Cunha Bueno quer ter acesso às acusações a Bolsonaro
Ana Gabriela Oliveira Lima e Angela Boldrini
Folha
A defesa do ex-presidente Jair Bolsonaro (PL) criticou o vazamento da íntegra da primeira parte da delação de Mauro Cid e chamou a investigação de “semissecreta”, sem acesso pleno dos advogados às informações. O depoimento do tenente-coronel à Polícia Federal em agosto de 2023 foi obtido pelo colunista Elio Gaspari.
O militar citou 20 nomes que estariam envolvidos na trama golpista, mas nem todos foram indiciados mais de um ano depois pelos crimes de abolição violenta do Estado democrático de Direito, golpe de Estado e organização criminosa.

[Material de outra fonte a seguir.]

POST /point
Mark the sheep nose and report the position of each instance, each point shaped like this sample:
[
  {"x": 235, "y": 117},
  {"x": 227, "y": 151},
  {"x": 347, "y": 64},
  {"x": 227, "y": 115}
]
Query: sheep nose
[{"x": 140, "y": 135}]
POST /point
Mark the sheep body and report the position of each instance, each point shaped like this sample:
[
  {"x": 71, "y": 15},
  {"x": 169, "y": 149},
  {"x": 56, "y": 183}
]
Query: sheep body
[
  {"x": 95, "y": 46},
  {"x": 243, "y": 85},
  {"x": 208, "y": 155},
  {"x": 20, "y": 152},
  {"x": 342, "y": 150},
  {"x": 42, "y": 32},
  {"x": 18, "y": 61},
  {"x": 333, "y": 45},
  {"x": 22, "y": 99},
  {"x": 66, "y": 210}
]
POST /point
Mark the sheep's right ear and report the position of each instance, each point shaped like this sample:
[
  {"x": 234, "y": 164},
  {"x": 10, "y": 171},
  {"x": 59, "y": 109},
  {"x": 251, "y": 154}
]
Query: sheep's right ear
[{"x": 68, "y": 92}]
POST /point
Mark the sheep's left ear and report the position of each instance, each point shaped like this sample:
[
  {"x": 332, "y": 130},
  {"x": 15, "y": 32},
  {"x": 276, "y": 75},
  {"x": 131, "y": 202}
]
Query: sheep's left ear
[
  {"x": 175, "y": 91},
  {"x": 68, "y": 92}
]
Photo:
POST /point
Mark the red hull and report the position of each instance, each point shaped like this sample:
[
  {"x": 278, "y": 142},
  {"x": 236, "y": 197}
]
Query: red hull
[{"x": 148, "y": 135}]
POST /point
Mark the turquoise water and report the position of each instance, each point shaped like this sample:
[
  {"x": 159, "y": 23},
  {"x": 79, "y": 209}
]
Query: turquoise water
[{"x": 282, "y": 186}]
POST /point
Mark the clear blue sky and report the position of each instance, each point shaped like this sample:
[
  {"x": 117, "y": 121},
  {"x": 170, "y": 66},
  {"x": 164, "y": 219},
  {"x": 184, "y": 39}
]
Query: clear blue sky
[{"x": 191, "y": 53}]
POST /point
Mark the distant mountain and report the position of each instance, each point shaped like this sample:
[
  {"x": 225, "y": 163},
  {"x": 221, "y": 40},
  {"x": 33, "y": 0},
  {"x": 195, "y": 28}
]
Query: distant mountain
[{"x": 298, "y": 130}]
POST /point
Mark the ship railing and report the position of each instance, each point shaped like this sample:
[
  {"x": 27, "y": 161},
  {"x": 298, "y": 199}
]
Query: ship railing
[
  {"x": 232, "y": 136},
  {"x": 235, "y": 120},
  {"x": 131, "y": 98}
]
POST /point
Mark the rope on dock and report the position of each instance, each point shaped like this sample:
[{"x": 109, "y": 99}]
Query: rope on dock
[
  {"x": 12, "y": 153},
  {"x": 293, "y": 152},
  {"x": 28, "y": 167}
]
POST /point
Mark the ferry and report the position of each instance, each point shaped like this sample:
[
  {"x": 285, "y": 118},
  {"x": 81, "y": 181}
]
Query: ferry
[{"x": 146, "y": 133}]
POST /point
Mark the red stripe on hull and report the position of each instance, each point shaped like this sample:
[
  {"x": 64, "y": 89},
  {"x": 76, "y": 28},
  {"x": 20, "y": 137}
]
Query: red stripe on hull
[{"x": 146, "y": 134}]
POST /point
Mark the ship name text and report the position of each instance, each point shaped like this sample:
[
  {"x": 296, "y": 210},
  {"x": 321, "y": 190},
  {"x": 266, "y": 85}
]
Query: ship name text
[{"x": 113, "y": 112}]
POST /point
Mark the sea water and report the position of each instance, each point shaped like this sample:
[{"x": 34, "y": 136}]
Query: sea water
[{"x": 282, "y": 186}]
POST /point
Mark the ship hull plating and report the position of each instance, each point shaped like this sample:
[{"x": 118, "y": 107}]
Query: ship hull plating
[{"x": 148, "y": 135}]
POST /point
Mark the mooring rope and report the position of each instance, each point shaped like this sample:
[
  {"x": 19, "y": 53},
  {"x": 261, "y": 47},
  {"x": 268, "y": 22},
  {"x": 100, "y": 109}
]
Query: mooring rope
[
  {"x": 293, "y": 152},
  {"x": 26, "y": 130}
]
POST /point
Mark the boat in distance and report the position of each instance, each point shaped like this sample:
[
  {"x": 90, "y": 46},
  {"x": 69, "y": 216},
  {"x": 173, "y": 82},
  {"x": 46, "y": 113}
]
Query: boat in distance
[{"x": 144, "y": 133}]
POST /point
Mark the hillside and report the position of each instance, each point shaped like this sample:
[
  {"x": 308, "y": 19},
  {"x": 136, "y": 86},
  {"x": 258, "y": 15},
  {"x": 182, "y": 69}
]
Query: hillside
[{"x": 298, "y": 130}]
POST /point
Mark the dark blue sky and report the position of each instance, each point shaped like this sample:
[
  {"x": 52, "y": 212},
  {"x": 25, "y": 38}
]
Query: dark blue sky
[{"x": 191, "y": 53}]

Indignação – Assinada pelos advogados Paulo Cunha Bueno, Daniel Tesser e Celso Sanchez Vilardi, a nota da defesa de Bolsonaro “manifesta sua indignação diante de novos ‘vazamentos seletivos’, assim como seu inconformismo diante do fato de que, enquanto lhe é sonegado acesso legal à integralidade da referida colaboração, seu conteúdo, por outro lado, veio e continua sendo repetidamente publicizado em veículos de comunicação”.
Os advogados afirmam que a divulgação da íntegra prejudica o direito de ampla defesa e que “às defesas é dado acesso seletivo de informações, impedindo o contexto total dos elementos de prova”.
“Investigações ‘semissecretas’ são incompatíveis com o Estado democrático de Direito, que nosso ordenamento busca preservar”, afirmam.
SOB SIGILO – Alguns pontos do primeiro depoimento de Cid já eram conhecidos —inclusive por terem embasado o relatório final da PF sobre a tentativa de golpe no entorno de Bolsonaro (PL)—, mas, até então, não era conhecida a totalidade do documento.
O ex-presidente é citado na delação, em que Cid afirma que Bolsonaro trabalhava com duas hipóteses para reverter o resultado da eleição de Lula. Uma seria encontrar fraudes nas urnas, o que um grupo próximo a Bolsonaro não conseguiu fazer, e outra seria convencer as Forças Armadas a aderirem a um golpe de Estado.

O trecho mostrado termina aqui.